Check how up-to-date the maintained medRxiv snapshot is

Description

Provides information on how up-to-date the maintained medRxiv snapshot provided by 'mx_snapshot()' is by checking whether there have been any records added to, or updated in, the medRxiv repository since the last snapshot was taken.

Usage

mx_crosscheck()

See Also

Other helper: mx_caps(), mx_download(), mx_export()

Examples

mx_crosscheck()

Download PDF's of preprints returned by a search

Description

Download PDF's of all the papers in your search results

Usage

mx_download(
  mx_results,
  directory,
  create = TRUE,
  name = c("ID", "DOI"),
  print_update = 10
)

Arguments

mx_results

Vector containing the links to the medRxiv PDFs

directory

The location you want to download the PDF's to

create

TRUE or FALSE. If TRUE, creates the directory if it doesn't exist

name

How to name the downloaded PDF. By default, both the ID number of the record and the DOI are used.

print_update

How frequently to print an update

See Also

Other helper: mx_caps(), mx_crosscheck(), mx_export()

Examples

mx_results <- mx_search(mx_snapshot(), query = "10.1101/2020.02.25.20021568")
mx_download(mx_results, directory = tempdir())

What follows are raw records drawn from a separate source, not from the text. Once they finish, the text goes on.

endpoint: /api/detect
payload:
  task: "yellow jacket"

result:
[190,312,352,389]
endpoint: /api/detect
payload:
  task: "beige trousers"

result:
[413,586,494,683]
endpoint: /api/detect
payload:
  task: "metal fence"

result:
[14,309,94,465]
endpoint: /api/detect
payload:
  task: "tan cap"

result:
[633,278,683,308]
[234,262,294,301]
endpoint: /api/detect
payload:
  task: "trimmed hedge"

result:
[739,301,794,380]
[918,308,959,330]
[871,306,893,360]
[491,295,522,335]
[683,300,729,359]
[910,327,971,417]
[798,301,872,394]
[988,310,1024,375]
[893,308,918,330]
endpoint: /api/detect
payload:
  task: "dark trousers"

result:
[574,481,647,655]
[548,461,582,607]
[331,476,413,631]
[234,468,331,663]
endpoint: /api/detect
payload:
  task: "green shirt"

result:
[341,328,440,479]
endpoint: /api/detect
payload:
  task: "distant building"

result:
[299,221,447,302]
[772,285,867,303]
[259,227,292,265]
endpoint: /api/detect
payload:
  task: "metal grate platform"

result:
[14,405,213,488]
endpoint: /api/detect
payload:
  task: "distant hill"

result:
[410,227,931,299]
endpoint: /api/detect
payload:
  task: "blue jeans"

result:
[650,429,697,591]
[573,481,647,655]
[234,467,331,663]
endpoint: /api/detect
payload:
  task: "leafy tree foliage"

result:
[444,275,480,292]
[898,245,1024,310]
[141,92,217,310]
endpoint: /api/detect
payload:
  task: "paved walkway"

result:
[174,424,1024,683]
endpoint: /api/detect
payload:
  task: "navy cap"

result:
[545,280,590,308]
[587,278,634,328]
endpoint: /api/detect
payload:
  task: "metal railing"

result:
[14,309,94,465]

Export references for preprints returning by a search to a .bib file

Description

Export references for preprints returning by a search to a .bib file

Usage

mx_export(data, file = "medrxiv_export.bib")

Arguments

data

Dataframe returned by mx_search() or mx_api_*() functions

file

File location to save to. Must have the .bib file extension

Value

Exports a formatted .BIB file, for import into a reference manager

See Also

Other helper: mx_caps(), mx_crosscheck(), mx_download()

Examples

mx_results <- mx_search(mx_snapshot(), query = "brain")
mx_export(mx_results, tempfile(fileext = ".bib"))

Search and print output for individual search items

Description

Search and print output for individual search items

Usage

mx_reporter(mx_data, num_results, query, fields, deduplicate, NOT)

Arguments

mx_data

The mx_dataset filtered for the date limits

num_results

The number of results returned by the overall search

query

Character string, vector or list

fields

Fields of the database to search - default is Title, Abstract, Authors, Category, and DOI.

deduplicate

Logical. Only return the most recent version of a record. Default is TRUE.

NOT

Vector of regular expressions to exclude from the search. Default is "".

See Also

Other main: mx_search(), print_full_results(), run_search()


Access a static snapshot of the medRxiv repository

Description

[Available for medRxiv only] This function allows users to import a maintained static snapshot of the medRxiv repository, instead of downloading a copy from the API, which can become unavailable during peak usage times. The function dynamically retrieves multiple snapshot parts from the specified repository and combines them into a single dataframe.

Usage

mx_snapshot(commit = "main")

Arguments

commit

Commit hash or branch name for the snapshot, taken from https://github.com/yaoxiangli/medrxivr-data. Allows for reproducible searching by specifying the exact snapshot used to perform the searches. Defaults to "main", which will return the most recent snapshot from the main branch.

Value

A formatted dataframe containing the combined data from the snapshot parts, with reconstructed 'link_page' and 'link_pdf' columns.

See Also

Other data-source: mx_api_content(), mx_api_doi()

Examples

mx_data <- mx_snapshot()
mx_data_specific <- mx_snapshot(commit = "specific_commit_hash")